Mgr Giudici : Je me demande seulement quel sera l’avantage pastoral et spirituel que nous retirerons d’un style de prière qui se ressent de l’individualisme religieux caractéristique de l’époque à laquelle le missel de saint Pie V a été composé, avec le célébrant qui prie en tournant le dos à une assemblée facilement passive durant la liturgie.
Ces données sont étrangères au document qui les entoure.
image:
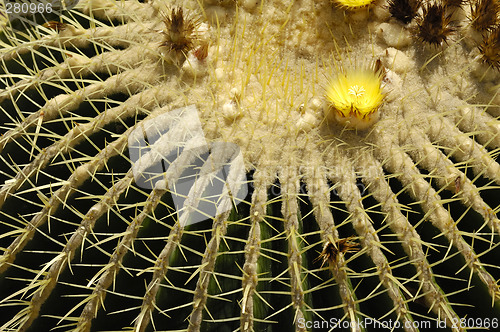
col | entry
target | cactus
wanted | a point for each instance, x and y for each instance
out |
(395, 224)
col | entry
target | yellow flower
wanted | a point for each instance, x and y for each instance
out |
(355, 96)
(353, 4)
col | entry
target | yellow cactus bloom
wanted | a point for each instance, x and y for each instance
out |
(353, 4)
(355, 96)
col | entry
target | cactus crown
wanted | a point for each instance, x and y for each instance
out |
(118, 112)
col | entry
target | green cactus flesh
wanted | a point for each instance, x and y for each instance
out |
(85, 247)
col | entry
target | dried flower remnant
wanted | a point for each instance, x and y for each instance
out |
(490, 48)
(485, 14)
(404, 10)
(181, 31)
(201, 52)
(434, 25)
(331, 251)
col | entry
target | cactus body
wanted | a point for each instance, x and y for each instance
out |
(85, 245)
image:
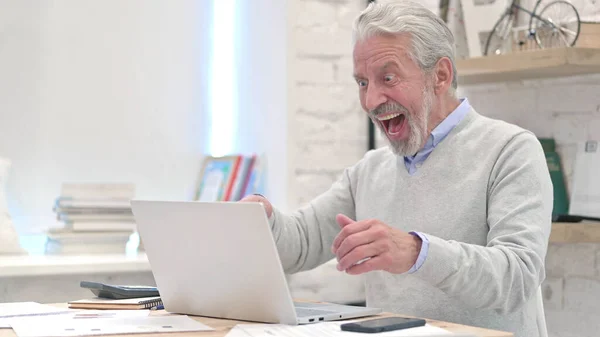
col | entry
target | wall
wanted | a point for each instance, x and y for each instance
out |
(330, 135)
(100, 91)
(567, 109)
(262, 90)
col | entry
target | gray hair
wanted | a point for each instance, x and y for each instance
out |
(430, 36)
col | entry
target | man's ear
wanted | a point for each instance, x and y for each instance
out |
(443, 75)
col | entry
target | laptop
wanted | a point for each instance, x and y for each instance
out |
(220, 260)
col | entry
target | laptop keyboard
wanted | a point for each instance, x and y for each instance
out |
(305, 312)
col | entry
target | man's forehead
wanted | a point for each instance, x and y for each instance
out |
(381, 46)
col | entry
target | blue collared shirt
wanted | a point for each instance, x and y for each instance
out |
(414, 162)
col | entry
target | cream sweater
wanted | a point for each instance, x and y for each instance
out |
(483, 198)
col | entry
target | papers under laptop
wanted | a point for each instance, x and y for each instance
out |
(220, 260)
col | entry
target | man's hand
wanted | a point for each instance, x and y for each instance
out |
(377, 245)
(260, 199)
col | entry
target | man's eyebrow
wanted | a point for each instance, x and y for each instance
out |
(389, 64)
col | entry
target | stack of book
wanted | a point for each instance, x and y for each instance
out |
(95, 218)
(230, 178)
(561, 198)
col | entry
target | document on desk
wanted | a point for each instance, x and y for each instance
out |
(9, 311)
(328, 330)
(110, 326)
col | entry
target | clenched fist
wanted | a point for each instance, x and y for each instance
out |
(367, 245)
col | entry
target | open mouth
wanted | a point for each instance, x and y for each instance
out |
(394, 123)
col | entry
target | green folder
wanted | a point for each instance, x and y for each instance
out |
(561, 199)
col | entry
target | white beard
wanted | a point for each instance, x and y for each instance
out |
(417, 124)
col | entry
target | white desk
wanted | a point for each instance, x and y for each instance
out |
(28, 265)
(55, 278)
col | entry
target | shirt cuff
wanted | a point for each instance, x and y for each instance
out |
(422, 254)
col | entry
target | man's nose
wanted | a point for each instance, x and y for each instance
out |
(374, 98)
Si besoin est, rappelons :
– que le motu proprio Summorum Pontficum est un don pour l’Église universelle comme le proclame l’instruction Universæ Ecclesiæ du 30 avril 2011. Dans la lettre du pape aux évêques du 7 juillet 2007, que cite Mgr Giudici mais qu’il semble avoir lue avec des œillères, Benoît XVI indiquait d’ailleurs très clairement vouloir répondre aussi au désir des « personnes jeunes » qui découvraient cette forme liturgique, « se sentaient attirées par elle et y trouvaient une forme de rencontre avec le mystère de la Très Sainte Eucharistie qui leur convenait particulièrement »,
– que le motu proprio peut difficilement changer les aspects d’une lettre qui accompagne sa publication, mais, au contraire, permet de mieux la comprendre.
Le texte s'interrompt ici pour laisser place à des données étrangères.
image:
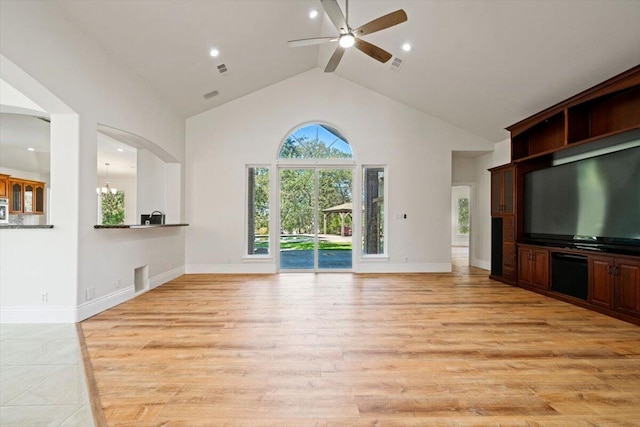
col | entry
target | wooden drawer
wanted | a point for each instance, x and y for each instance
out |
(509, 222)
(509, 274)
(509, 254)
(508, 230)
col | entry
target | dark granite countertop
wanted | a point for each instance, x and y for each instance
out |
(23, 226)
(123, 226)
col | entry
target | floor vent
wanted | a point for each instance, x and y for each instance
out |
(211, 94)
(396, 64)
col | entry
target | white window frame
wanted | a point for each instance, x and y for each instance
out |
(384, 256)
(246, 255)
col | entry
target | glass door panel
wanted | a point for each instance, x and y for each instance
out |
(297, 219)
(335, 213)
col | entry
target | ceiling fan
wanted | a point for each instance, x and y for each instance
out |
(349, 37)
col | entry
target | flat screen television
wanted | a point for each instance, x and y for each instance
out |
(593, 203)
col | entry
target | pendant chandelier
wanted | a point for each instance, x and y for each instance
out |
(106, 189)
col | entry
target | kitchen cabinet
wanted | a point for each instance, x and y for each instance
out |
(4, 185)
(16, 189)
(26, 196)
(533, 267)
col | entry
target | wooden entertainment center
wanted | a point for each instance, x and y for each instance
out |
(579, 124)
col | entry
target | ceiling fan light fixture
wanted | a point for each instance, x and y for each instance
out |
(347, 40)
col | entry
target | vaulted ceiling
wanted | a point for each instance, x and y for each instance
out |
(480, 65)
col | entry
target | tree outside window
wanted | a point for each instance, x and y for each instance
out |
(112, 208)
(463, 215)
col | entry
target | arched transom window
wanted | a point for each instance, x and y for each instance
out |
(316, 141)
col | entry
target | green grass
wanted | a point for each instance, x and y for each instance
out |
(307, 245)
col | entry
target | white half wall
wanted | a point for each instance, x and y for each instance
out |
(415, 146)
(76, 263)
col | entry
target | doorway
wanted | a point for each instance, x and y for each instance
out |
(315, 218)
(460, 225)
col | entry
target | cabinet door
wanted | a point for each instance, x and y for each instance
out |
(15, 197)
(540, 269)
(507, 191)
(524, 266)
(496, 193)
(627, 286)
(601, 281)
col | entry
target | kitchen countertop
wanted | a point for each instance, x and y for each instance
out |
(124, 226)
(23, 226)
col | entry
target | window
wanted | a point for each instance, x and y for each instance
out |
(258, 210)
(373, 210)
(112, 208)
(315, 142)
(463, 215)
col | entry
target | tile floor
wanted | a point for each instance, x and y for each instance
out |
(42, 380)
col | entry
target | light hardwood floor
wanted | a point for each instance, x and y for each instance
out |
(342, 349)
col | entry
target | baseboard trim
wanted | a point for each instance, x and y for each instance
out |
(480, 263)
(98, 305)
(443, 267)
(245, 268)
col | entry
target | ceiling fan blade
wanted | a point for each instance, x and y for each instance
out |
(386, 21)
(335, 60)
(312, 41)
(335, 14)
(372, 50)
Comment, en outre, ne pas demeurer éberlué en entendant un prélat réduire la célébration du saint sacrifice de la messe – occasion sans cesse renouvelée , pour le célébrant comme pour les fidèles, de rencontrer le Christ dans le mystère eucharistique – à une charge de travail supplémentaire pour un prêtre ? Quant aux avantages pastoraux et spirituels de la liturgie tridentine, des générations de saints, de missionnaires, de pieuses traditions populaires et de trésors artistiques témoignent en leur faveur. Mais Mgr Giudici, qui voit en la Contre-Réforme une période d’ « individualisme religieux » et méconnaît les raisons de la célébration “ad orientem” comme la réalité de la ferveur des fidèles qui y participent, semble incapable de le percevoir.
Nous nous contenterons donc d’inviter « le plus martinien des pasteurs italiens » à relire avec attention la lettre que Benoît XVI lui a effectivement adressée, comme à tous les évêques du monde, le 7 juillet 2007, et à s’arrêter quelques instants sur cette invitation du saint-père :
Il est bon pour nous tous, de conserver les richesses qui ont grandi dans la foi et dans la prière de l’Église, et de leur donner leur juste place.
On ne va pas signaler son cas aux associations qui luttent pour la survie des espèces menacées de disparition. L’espèce est en voie d’extinction, ouf!!